What first inspired you to start working on improving sustainability in the fashion and textile industries?
Well I loved fashion and I was very political (but then I grew up in an inner city in Thatcher’s Britain… who wouldn’t be?!). And I loved trees. The spark that ignited in me was about promoting a sense of justice (social and natural).
What positive developments have you seen in the industry since you started?
There are so many… improved supply chain transparency, codes of conduct, restrictive substance lists, banned chemicals, new tougher legislation, new fibre developments, sustainable fashion courses, eco collections, Esthetica (and so the list goes on). But perhaps the single most important change is that people are actively talking about these issues and are beginning to ask questions about the goals and rules of the industry… what do we want the industry to be? Who do we want it to serve?
At what point and why did you decide to follow a more research led career path rather than going into industry?
A series of chance encounters and being introduced to Kay Politowicz, head of textiles at Chelsea College of Art & Design, where I ended up doing my PhD.
What difference does the recent rise of interest in environmental issues over the past few years make to your work?
I think it has made a substantial difference - we are now seeing an openness or an ability to ‘hear’ the messages like never before. Although having said that, even though sustainability issues are ‘everywhere’, I think that people are still a bit confused about what it means in fashion and textiles.
The rise in interest has also made it financially possible for small companies to make a go of producing sustainability collections which were, not so long ago, considered to be fringe, almost hobby activities. So the rise in interest has made things so much more real.
How do you think we can ensure that the eco-fashion trend becomes integral to production systems and consumer behaviour rather than just a passing fad?
The way to make sustainable fashion last is to change fashion and infuse it with sustainability values and priorities.
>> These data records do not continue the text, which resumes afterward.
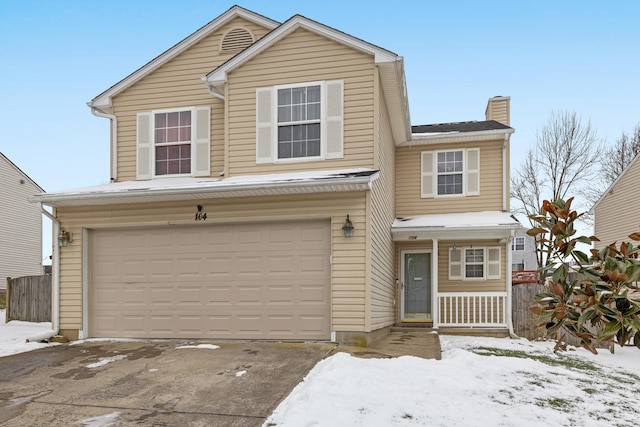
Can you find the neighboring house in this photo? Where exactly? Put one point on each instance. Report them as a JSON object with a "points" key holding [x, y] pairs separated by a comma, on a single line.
{"points": [[21, 224], [267, 184], [616, 213], [523, 251]]}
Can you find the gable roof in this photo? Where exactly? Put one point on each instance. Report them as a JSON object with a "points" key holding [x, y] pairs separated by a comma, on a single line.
{"points": [[390, 65], [613, 184], [20, 171], [103, 101], [471, 126], [448, 133]]}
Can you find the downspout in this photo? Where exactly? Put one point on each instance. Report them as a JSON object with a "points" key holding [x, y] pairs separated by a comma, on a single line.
{"points": [[114, 140], [504, 173], [512, 333], [55, 279]]}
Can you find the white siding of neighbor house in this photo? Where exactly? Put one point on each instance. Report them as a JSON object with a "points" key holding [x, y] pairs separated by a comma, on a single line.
{"points": [[21, 224]]}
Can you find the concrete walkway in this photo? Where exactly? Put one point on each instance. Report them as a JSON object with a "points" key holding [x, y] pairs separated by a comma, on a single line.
{"points": [[425, 344]]}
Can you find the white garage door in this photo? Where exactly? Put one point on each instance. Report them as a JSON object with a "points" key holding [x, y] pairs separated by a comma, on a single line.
{"points": [[249, 281]]}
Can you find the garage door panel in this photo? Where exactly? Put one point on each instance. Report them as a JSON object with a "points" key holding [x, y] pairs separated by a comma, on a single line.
{"points": [[249, 281]]}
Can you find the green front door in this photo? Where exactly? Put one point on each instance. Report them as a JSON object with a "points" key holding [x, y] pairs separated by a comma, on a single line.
{"points": [[416, 286]]}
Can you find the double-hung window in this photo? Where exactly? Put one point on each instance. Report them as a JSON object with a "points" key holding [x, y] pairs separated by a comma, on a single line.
{"points": [[173, 143], [517, 244], [298, 122], [450, 173], [474, 263]]}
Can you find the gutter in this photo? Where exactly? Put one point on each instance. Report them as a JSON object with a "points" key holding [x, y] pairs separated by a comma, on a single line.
{"points": [[268, 188], [114, 138], [55, 279]]}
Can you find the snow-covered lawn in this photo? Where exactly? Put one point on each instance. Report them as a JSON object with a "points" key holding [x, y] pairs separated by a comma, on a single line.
{"points": [[14, 335], [479, 382]]}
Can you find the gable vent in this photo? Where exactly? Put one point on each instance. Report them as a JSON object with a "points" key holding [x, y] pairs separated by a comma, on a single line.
{"points": [[236, 39]]}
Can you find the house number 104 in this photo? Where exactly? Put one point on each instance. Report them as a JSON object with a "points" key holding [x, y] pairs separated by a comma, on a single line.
{"points": [[201, 216]]}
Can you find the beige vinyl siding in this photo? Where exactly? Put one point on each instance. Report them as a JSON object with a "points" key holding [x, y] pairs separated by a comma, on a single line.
{"points": [[176, 84], [446, 285], [348, 270], [409, 202], [302, 57], [382, 215], [618, 213], [20, 226]]}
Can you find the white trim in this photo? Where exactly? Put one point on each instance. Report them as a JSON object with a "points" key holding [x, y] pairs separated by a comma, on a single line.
{"points": [[485, 264], [83, 333], [434, 174], [403, 252]]}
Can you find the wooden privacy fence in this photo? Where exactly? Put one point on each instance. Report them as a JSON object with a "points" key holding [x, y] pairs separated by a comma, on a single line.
{"points": [[29, 298]]}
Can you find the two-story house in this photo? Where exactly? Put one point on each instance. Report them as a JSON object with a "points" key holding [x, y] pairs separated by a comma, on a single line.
{"points": [[267, 184], [20, 224]]}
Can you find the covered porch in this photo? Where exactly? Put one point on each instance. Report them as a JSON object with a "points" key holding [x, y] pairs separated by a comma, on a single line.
{"points": [[454, 271]]}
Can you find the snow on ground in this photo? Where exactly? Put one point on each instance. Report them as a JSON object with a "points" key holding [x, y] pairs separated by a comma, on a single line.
{"points": [[14, 335], [482, 382], [479, 382]]}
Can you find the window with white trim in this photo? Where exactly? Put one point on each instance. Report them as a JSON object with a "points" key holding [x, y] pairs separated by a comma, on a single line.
{"points": [[450, 173], [475, 263], [173, 143], [299, 122], [517, 244]]}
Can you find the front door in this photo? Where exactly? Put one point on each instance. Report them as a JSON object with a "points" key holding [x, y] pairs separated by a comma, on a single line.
{"points": [[416, 286]]}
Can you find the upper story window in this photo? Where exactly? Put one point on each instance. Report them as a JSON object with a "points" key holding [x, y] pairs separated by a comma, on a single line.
{"points": [[299, 122], [517, 244], [451, 173], [477, 263], [172, 138], [173, 143]]}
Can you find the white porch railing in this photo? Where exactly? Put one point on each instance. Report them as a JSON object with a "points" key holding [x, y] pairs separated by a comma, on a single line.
{"points": [[472, 309]]}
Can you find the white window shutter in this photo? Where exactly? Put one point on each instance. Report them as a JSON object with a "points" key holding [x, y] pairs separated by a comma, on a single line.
{"points": [[201, 150], [455, 264], [144, 145], [473, 172], [333, 132], [427, 175], [493, 262], [265, 125]]}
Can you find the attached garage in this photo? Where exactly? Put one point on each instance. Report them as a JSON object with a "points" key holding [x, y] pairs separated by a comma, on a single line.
{"points": [[236, 281]]}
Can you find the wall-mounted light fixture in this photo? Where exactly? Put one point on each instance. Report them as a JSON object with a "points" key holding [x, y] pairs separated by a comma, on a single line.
{"points": [[347, 228], [64, 237]]}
If sustainable fashion becomes assimilated into the mainstream which is otherwise unaffected, then it will have achieved little.
Where do you see the most potential for change in the industry? Production? High-profile designers as role models? Journalism and books? Or does the power rest in consumer behaviour?
One of the things that I have begun to understand about changing complex systems like fashion and textiles is that change comes from surprising places – sometimes from opposite directions than that which you expected. So I think the answer to this question is that we must rule nothing out and continue to work at all levels to foster change. I do think however that the biggest changes don’t require big budgets… it can be a simple shift in thinking.
What projects have you been working on since you finished your book and is there a next volume planned?
Since I finished the book I curated an exhibition at the Garanti Gallery in Istanbul entitled Fashion for Sustainability. The show explored fashion as a positive force for change towards sustainability. It combined the products, processes and voices of global brands, independent designers, pressure groups and garment workers, presenting them as a new type of fashion activism. Fashion for Sustainability was part exhibition, part open learning environment and gives a glimpse of a new agenda for fashion based on change.
In complete contrast to that I did a consultancy project for an exciting new sustainable fibre and clothing standard in the US, Leaf Certified. And I have given numerous talks and presentations.
In answer to the question about whether there another volume… well I hope so. There is so much more to do!